Table of Contents

  1. Understanding ClickHouse Disk Usage
  2. Emergency Recovery
  3. Preventive Strategies
  4. Monitoring & Maintenance
  5. Best Practices

Understanding ClickHouse Disk Usage

System Tables That Consume Space

System TableTypical Growth RatePurpose
trace_logVery High (10GB+/week)Query profiling, stack traces
text_logHigh (8GB+/week)Server logs stored in DB
metric_logModerate (3GB+/week)System metrics
query_logModerate-HighQuery history
asynchronous_metric_logModerateAsync metrics
query_thread_logModerateThread-level query info
part_logLowMerge/partition operations

Where ClickHouse Stores Data

/var/lib/clickhouse/
├── data/                    # Table data
   ├── system/              # System tables
   └── {databases}/         # User databases
├── tmp/                     # Temporary files (merges, sorts)
├── metadata/                # Table metadata
├── preprocessed_configs/    # Processed configs
├── store/                   # Modern storage format
└── access/                  # Access control

Emergency Recovery

1. Immediate Action: Filesystem-Level Cleanup

When disk is 100% full and ClickHouse won’t respond:

# Check disk usage
df -h
du -sh /var/lib/clickhouse/* --exclude=store 2>/dev/null
 
# Find largest offenders
sudo find /var/lib/clickhouse/data/system -type d -name "*" -exec du -sh {} \; 2>/dev/null | sort -hr | head -20
 
# Emergency cleanup (direct deletion while ClickHouse is running)
sudo rm -rf /var/lib/clickhouse/data/system/trace_log/*/
sudo rm -rf /var/lib/clickhouse/data/system/text_log/*/
sudo rm -rf /var/lib/clickhouse/data/system/metric_log/*/
sudo rm -rf /var/lib/clickhouse/data/system/asynchronous_metric_log/*/
sudo rm -rf /var/lib/clickhouse/data/system/latency_log/*/
 
# Clear temporary files
sudo rm -rf /var/lib/clickhouse/tmp/*
sudo rm -rf /var/lib/clickhouse/preprocessed_configs/*

2. Verify Space Freed

df -h
sudo clickhouse-client --query "SELECT free_space FROM system.disks"

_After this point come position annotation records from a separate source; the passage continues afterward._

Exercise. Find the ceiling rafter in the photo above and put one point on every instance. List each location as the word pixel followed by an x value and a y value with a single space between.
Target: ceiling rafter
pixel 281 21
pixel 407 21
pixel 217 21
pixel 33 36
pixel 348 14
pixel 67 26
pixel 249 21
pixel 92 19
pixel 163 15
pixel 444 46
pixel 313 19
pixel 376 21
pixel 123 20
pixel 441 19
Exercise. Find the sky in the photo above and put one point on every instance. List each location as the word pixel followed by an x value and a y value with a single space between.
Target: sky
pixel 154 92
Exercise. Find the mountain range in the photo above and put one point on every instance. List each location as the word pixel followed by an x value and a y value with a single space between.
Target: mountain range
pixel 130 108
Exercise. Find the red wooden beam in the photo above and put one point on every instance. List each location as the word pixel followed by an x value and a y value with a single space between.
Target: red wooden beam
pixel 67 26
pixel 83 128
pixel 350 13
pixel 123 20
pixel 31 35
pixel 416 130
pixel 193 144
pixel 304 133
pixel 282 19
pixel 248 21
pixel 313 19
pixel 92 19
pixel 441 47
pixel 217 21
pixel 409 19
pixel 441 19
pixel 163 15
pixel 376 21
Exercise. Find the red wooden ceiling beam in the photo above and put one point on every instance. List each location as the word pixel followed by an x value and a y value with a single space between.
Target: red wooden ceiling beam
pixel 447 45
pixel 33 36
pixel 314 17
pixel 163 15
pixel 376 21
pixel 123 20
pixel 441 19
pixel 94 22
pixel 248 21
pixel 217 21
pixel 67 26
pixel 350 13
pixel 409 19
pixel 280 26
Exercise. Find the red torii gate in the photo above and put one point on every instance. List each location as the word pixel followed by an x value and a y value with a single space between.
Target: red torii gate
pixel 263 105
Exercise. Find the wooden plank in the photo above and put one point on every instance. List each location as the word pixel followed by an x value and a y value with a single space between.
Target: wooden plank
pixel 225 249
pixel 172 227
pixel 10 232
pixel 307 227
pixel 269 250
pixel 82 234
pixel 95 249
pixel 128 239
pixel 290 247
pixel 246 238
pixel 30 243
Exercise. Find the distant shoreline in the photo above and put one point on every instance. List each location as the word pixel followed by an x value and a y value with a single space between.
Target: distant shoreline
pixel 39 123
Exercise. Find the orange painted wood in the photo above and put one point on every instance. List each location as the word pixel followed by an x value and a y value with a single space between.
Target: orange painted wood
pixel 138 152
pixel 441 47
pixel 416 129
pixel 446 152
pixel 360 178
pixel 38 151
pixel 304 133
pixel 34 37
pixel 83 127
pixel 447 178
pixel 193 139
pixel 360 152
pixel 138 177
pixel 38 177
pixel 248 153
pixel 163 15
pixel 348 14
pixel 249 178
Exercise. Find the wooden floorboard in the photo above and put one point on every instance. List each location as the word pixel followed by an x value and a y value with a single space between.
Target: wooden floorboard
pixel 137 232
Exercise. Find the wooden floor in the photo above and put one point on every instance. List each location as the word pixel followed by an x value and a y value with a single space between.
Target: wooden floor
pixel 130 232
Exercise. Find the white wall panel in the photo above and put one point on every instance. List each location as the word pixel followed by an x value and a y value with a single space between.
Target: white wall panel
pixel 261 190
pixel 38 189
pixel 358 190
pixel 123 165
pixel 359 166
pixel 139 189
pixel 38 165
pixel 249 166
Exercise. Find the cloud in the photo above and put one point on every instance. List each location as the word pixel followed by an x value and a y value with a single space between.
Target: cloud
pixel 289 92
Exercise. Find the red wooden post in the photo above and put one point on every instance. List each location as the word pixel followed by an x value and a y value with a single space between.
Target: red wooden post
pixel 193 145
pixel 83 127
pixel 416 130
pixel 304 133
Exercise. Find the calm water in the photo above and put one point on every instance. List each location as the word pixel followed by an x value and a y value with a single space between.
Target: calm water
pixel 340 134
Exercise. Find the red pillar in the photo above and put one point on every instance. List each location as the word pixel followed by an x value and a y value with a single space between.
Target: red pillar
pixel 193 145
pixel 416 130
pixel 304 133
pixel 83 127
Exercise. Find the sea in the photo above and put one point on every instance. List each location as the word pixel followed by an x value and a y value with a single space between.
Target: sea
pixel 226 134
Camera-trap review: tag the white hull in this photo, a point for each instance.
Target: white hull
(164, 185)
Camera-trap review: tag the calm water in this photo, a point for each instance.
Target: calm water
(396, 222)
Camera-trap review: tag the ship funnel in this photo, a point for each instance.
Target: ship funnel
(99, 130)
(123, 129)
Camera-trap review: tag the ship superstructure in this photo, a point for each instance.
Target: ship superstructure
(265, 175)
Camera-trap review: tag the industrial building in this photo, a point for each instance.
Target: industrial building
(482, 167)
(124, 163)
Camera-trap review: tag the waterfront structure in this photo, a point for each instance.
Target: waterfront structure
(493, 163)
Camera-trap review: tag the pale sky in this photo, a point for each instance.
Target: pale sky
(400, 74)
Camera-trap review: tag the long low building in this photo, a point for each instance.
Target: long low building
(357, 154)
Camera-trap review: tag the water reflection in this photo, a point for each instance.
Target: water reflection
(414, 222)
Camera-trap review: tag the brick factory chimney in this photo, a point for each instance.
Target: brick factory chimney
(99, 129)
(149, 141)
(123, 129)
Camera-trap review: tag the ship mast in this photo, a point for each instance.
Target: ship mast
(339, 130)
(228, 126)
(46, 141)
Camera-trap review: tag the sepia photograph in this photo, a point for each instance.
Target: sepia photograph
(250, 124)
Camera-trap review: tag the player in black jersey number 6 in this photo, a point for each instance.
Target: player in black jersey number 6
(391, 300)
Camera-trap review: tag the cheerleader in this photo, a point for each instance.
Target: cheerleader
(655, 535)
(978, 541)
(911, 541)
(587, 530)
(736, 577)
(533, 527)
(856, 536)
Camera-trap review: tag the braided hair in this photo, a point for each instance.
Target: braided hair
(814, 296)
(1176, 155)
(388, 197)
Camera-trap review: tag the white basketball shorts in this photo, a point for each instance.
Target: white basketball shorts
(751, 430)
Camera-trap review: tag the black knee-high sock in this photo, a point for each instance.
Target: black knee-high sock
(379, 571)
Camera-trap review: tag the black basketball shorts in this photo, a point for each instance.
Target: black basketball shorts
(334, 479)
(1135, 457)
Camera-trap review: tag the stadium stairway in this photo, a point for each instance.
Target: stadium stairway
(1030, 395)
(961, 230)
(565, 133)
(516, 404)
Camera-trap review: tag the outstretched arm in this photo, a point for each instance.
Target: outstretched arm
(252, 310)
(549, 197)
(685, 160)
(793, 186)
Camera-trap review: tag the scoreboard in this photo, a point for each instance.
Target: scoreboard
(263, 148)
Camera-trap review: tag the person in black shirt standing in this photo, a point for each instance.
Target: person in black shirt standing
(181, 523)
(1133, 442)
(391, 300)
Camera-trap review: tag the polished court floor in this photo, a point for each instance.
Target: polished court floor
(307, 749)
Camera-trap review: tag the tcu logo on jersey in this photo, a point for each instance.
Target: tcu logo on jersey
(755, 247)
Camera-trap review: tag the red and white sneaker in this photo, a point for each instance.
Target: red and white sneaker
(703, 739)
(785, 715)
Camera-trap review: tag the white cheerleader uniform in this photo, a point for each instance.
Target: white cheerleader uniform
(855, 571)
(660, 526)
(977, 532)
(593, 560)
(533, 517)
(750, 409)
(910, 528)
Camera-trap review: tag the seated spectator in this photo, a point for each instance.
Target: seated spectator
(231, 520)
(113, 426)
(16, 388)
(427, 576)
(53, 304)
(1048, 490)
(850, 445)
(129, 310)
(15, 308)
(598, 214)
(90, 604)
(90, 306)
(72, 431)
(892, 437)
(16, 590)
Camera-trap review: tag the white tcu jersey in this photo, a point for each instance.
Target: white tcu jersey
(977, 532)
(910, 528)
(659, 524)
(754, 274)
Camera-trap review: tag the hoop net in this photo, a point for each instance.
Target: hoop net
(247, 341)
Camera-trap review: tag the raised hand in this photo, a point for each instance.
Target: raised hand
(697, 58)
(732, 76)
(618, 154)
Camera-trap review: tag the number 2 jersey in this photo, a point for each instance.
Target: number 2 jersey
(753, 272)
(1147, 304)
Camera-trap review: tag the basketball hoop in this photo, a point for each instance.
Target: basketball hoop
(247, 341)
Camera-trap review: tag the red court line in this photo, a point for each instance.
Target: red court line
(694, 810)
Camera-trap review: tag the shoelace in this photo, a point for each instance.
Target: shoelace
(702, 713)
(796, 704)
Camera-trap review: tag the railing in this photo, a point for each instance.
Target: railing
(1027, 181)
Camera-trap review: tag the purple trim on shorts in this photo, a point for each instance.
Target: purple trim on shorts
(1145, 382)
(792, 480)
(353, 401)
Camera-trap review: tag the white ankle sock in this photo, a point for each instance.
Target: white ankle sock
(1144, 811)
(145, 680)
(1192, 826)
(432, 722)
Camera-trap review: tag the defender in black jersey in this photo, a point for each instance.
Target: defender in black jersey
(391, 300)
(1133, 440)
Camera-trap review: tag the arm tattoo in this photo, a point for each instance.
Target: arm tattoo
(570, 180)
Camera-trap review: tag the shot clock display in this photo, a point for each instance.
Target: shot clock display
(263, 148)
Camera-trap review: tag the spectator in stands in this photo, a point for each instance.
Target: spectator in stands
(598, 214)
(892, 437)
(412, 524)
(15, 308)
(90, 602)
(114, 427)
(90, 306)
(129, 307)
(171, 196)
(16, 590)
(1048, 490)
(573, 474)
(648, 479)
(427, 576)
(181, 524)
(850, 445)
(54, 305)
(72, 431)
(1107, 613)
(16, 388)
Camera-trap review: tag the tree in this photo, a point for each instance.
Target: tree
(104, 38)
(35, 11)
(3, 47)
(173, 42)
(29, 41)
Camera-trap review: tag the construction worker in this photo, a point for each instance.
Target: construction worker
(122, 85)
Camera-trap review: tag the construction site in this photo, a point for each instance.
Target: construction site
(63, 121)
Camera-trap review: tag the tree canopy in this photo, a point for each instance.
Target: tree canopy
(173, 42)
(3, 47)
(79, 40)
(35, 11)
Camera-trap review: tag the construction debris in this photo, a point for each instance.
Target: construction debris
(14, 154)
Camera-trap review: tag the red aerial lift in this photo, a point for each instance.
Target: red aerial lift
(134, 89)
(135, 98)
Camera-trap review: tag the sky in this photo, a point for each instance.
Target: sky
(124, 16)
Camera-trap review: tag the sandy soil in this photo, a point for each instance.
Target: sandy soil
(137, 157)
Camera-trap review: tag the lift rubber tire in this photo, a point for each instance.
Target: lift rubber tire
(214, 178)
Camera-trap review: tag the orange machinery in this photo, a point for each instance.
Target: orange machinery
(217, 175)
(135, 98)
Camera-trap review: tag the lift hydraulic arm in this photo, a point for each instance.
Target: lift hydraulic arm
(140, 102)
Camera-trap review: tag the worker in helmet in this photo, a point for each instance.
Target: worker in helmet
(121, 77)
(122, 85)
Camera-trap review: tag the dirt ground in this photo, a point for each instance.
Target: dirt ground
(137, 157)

3. Recover ClickHouse Operation

-- Reload configuration
SYSTEM RELOAD CONFIG;
 
-- Check system tables size
SELECT 
    database,
    table,
    formatReadableSize(sum(bytes_on_disk)) AS size,
    count() AS parts
FROM system.parts 
WHERE active = 1 AND database = 'system'
GROUP BY database, table 
ORDER BY sum(bytes_on_disk) DESC;

Preventive Strategies

1. Table-Level TTL Configuration

Apply TTL to system tables:

-- Query log (keep 30 days)
ALTER TABLE system.query_log 
    MODIFY TTL event_date + INTERVAL 30 DAY DELETE;
 
-- Trace log (keep 7 days, usually enough for debugging)
ALTER TABLE system.trace_log 
    MODIFY TTL event_date + INTERVAL 7 DAY DELETE;
 
-- Text log (keep 7 days)
ALTER TABLE system.text_log 
    MODIFY TTL event_date + INTERVAL 7 DAY DELETE;
 
-- Metric logs (keep 15 days)
ALTER TABLE system.metric_log 
    MODIFY TTL event_date + INTERVAL 15 DAY DELETE;
 
ALTER TABLE system.asynchronous_metric_log 
    MODIFY TTL event_date + INTERVAL 15 DAY DELETE;

2. Disable Unnecessary Logs

Create /etc/clickhouse-server/config.d/log_optimization.xml:

<clickhouse>
    <!-- Disable high-volume logs not needed -->
    <trace_log remove="1"/>
    <latency_log remove="1"/>
    <processors_profile_log remove="1"/>
    <query_metric_log remove="1"/>
    
    <!-- Keep essential logs with reduced settings -->
    <text_log>
        <level>warning</level>
        <ttl>event_date + INTERVAL 7 DAY DELETE</ttl>
        <partition_by>toYYYYMM(event_date)</partition_by>
    </text_log>
 
    <metric_log>
        <collect_interval_milliseconds>60000</collect_interval_milliseconds>
        <ttl>event_date + INTERVAL 15 DAY DELETE</ttl>
        <partition_by>toYYYYMM(event_date)</partition_by>
    </metric_log>
 
    <query_log>
        <ttl>event_date + INTERVAL 30 DAY DELETE</ttl>
        <partition_by>toYYYYMM(event_date)</partition_by>
        <flush_interval_milliseconds>7500</flush_interval_milliseconds>
    </query_log>
 
    <!-- Reduce server log verbosity -->
    <logger>
        <level>warning</level>
        <size>500M</size>
        <count>3</count>
    </logger>
</clickhouse>

3. Compression Optimization

Enable better compression for system tables:

-- Recompress system tables with better compression
ALTER TABLE system.query_log MODIFY SETTING compression = 'lz4hc(9)';
ALTER TABLE system.trace_log MODIFY SETTING compression = 'zstd(3)';
ALTER TABLE system.metric_log MODIFY SETTING compression = 'lz4hc(5)';

4. Partition Strategy

Implement smart partitioning:

-- For user tables, partition by date
CREATE TABLE my_table (
    event_date Date,
    ...
) ENGINE = MergeTree()
PARTITION BY toYYYYMM(event_date)  -- Monthly partitions
ORDER BY (event_date, ...)
TTL event_date + INTERVAL 90 DAY DELETE;  -- Auto-delete after 90 days

Monitoring & Maintenance

1. Disk Usage Monitoring Script

Create /usr/local/bin/clickhouse-disk-check.sh:

#!/bin/bash
 
THRESHOLD=80  # Alert at 80% usage
CLICKHOUSE_DATA="/var/lib/clickhouse"
 
# Check disk usage
USAGE=$(df -h $CLICKHOUSE_DATA | awk 'NR==2 {print $5}' | sed 's/%//')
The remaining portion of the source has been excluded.